In fondo è questo che rende l’intera operazione addirittura irritante, perché a voler riprendere un vecchio filone non c’è nulla di male a priori; solo che non si può glissare così impunemente sul contesto, sui tempi che sono cambiati, sulla necessità di un’attenta prima ancora che interessata revisione. Ed invece Il pretore appare per lo più come un collage grossomodo coerente di scenette, laddove non di veri e propri sketch da avanspettacolo. Quando il Vanghetta è con una delle sue amanti, o si trova in un bordello, ti aspetti che da un momento all’altro esca fuori Pippo Franco ad introdurre la prossima, divertente imitazione. Il che va bene se la tua compagnia si chiama Il Bagaglino e a dirigerla è Pier Francesco Pingitore; altro è se devi portare di peso tutto ciò sul grande schermo.
Anche perché in realtà Il pretore si prende parecchio più sul serio, approntando un discorso alquanto goffo su infedeltà, ambizione, mediocrità e via discorrendo. Pure un po’ ruffiano in tal senso, con quel suo scimmiottare abitudini e gesti in maniera a tratti grottesca. D’altronde il repertorio è piuttosto vasto, dalla derisione all’impotenza passando per l’accusa di culattoneria per via del fatto che dall’alcova di una prostituta se ne esce senza aver concluso alcunché. A certe condizioni la storia altro non è che un pretesto per inscenare situazioni che si vorrebbero divertenti ma che invece, ci spiace dirlo, talvolta finiscono per essere addirittura imbarazzanti.
Ma qual è la storia?
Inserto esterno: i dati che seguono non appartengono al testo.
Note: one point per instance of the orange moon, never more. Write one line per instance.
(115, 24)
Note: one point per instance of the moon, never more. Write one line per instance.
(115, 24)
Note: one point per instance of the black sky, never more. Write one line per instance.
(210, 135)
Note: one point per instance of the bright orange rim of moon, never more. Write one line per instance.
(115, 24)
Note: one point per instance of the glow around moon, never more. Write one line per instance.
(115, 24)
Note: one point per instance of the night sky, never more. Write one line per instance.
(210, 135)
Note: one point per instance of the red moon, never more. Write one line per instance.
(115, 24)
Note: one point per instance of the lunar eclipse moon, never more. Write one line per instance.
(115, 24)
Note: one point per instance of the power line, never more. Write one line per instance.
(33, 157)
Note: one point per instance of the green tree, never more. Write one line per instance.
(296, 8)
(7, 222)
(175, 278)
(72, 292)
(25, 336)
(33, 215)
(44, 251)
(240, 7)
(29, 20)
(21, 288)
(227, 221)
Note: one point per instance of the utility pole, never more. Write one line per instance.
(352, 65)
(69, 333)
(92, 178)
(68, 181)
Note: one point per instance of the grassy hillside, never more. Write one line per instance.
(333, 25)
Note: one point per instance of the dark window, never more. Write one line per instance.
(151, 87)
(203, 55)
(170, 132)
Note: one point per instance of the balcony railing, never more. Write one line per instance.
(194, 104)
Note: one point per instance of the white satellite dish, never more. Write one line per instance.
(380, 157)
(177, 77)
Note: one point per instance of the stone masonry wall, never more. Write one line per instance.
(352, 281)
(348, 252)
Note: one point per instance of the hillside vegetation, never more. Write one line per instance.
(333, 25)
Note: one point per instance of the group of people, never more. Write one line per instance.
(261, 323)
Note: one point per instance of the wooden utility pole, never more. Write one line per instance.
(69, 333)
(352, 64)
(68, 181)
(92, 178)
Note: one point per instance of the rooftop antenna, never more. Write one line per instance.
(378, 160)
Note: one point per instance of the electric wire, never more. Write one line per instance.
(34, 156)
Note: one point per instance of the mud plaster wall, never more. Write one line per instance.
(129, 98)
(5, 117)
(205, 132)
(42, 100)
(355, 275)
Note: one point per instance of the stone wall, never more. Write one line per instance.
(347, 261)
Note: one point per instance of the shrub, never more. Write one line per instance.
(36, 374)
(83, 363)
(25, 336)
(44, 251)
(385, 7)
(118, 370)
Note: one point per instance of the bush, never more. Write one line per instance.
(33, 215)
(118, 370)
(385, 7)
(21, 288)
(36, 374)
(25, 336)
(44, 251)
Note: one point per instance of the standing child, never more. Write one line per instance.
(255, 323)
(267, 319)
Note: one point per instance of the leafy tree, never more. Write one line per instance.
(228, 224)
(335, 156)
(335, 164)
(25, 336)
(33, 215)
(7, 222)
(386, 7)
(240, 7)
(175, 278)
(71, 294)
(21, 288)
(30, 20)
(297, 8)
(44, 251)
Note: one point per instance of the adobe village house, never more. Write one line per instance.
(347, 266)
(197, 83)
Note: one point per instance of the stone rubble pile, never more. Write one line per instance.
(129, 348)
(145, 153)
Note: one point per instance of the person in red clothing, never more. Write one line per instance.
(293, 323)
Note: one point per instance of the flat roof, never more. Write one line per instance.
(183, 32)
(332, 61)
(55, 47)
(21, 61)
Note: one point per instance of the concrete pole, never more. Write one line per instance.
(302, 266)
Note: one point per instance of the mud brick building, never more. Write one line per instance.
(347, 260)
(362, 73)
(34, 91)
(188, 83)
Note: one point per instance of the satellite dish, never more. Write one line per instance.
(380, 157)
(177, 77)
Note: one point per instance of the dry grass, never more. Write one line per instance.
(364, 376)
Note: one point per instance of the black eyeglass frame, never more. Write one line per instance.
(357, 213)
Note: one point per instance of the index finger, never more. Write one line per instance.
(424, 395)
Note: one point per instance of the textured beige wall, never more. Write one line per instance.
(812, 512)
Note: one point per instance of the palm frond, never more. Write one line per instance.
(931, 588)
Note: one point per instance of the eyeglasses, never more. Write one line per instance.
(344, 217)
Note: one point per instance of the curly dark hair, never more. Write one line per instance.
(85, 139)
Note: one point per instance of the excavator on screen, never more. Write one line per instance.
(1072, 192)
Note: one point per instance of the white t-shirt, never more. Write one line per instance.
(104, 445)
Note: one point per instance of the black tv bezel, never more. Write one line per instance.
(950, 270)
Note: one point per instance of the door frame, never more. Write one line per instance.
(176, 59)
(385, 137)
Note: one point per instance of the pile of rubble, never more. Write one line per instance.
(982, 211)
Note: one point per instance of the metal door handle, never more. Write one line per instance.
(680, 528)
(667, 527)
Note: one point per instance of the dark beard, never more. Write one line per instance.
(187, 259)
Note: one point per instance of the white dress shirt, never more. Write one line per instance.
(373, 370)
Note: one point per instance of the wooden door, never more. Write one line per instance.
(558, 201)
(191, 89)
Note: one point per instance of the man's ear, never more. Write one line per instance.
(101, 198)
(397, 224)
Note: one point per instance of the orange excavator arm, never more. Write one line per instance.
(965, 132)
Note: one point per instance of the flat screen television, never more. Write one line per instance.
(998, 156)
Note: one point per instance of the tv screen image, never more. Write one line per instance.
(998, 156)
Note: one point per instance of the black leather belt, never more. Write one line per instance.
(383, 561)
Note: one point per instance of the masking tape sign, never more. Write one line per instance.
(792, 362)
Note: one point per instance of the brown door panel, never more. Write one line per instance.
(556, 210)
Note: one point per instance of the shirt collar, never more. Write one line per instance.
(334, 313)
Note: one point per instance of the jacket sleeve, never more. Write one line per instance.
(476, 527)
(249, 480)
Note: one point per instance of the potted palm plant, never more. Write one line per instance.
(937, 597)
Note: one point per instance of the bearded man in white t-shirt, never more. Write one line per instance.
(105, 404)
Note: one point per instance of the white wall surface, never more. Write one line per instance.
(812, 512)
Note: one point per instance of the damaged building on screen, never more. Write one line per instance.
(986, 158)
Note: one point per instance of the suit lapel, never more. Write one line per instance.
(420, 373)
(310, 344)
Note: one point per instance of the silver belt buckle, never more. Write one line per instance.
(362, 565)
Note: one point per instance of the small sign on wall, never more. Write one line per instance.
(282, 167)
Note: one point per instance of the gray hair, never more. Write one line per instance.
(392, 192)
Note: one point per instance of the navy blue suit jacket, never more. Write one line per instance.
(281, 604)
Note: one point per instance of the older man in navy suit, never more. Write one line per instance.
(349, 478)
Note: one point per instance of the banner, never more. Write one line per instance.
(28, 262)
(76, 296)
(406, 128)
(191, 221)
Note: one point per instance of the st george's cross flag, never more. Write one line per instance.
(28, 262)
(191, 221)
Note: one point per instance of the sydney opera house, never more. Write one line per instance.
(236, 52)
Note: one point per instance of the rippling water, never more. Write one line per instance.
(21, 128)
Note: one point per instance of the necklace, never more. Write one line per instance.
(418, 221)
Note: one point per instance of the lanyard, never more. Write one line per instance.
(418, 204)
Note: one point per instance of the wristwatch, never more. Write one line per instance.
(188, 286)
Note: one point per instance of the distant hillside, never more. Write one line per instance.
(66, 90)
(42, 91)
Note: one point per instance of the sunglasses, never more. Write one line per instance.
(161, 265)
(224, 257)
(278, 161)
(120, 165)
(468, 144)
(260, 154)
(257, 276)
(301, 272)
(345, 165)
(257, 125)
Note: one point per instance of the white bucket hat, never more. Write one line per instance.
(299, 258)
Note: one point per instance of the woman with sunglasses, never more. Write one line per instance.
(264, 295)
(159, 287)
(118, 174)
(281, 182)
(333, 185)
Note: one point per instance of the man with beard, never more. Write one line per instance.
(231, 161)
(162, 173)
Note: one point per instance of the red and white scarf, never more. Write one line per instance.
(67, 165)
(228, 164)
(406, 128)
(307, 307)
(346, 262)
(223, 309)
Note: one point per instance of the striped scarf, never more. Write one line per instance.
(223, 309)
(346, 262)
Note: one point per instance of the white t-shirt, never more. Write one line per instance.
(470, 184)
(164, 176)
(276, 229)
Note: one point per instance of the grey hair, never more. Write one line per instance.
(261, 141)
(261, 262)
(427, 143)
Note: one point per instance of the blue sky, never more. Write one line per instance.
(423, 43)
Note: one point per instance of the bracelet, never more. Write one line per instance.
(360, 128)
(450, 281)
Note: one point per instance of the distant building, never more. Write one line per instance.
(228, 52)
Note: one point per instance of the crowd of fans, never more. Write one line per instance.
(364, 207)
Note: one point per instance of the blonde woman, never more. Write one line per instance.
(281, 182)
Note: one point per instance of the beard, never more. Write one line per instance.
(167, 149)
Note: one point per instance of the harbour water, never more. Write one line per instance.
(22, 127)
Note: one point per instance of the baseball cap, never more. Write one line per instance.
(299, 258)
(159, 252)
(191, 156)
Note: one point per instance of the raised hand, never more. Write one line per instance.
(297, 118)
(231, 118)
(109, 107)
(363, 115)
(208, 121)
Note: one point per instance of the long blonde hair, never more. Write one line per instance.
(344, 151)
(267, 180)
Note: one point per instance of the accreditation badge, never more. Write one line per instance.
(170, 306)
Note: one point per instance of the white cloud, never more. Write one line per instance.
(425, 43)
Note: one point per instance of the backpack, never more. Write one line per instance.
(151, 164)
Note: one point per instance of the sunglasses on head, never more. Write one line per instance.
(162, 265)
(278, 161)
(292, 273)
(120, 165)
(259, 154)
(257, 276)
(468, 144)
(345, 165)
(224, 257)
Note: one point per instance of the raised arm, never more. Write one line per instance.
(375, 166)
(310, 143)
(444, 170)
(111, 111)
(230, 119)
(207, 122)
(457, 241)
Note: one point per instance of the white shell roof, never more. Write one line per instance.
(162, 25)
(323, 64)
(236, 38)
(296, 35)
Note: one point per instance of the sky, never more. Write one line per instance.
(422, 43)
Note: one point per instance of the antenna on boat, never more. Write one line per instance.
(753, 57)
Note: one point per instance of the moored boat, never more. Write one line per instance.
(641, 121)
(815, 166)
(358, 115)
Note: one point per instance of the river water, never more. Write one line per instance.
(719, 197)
Il pretore di cui sopra a casa non ci sta mai perché troppo impegnato col “lavoro”; la moglie, Evelina, ne soffre tremendamente proprio perché intende da tempo di che impegni si tratta, infliggendosi la fame e quindi una salute precaria, striminzita per com’è – o meglio, per come dicono che sia. Finché un giorno non arriva dalla città questo ambizioso giovane, classico secchioncello dalla faccia pulita, molto impacciato nelle relazioni quanto brillante sul lavoro. E il Vanghetta lo prende così a ben volere questo baldo giovanotto che, dopo averlo fatto suo fidato assistente, se lo mette pure in casa. Tutto ciò succede più avanti nel film, che non depista nemmeno per un istante circa il proprio epilogo, anzi: basta il primo sguardo, al primo incontro, per capire esattamente dove vuole andare a parare. Ma soprattutto come ci vuole arrivare, ché è il vero danno.
Storia che finisce così come è cominciata, ossia in farsa, con una zuffa a due immediatamente dopo una tragedia. Il tutto si risolve dunque nella «tresca all’italiana™», contrassegnata da omertà e falso contegno, all’insegna del tutti sanno ma nessuno dice. Non c’è altro. Film d’interesse culturale secondo il Ministero per i Beni e le attività Culturali.
Voto di Antonio: 2
Voto di Gabriele: 2
Il pretore (Italia, 2014) di Giulio Base. Con Francesco Pannofino, Sarah Maestri, Mattia Zàccaro Garau, Eliana Miglio, Carlina Torta, Debora Caprioglio, Carlo Giuseppe Gabardini e Massimiliano Cavallari. In sale da oggi, giovedì 3 aprile.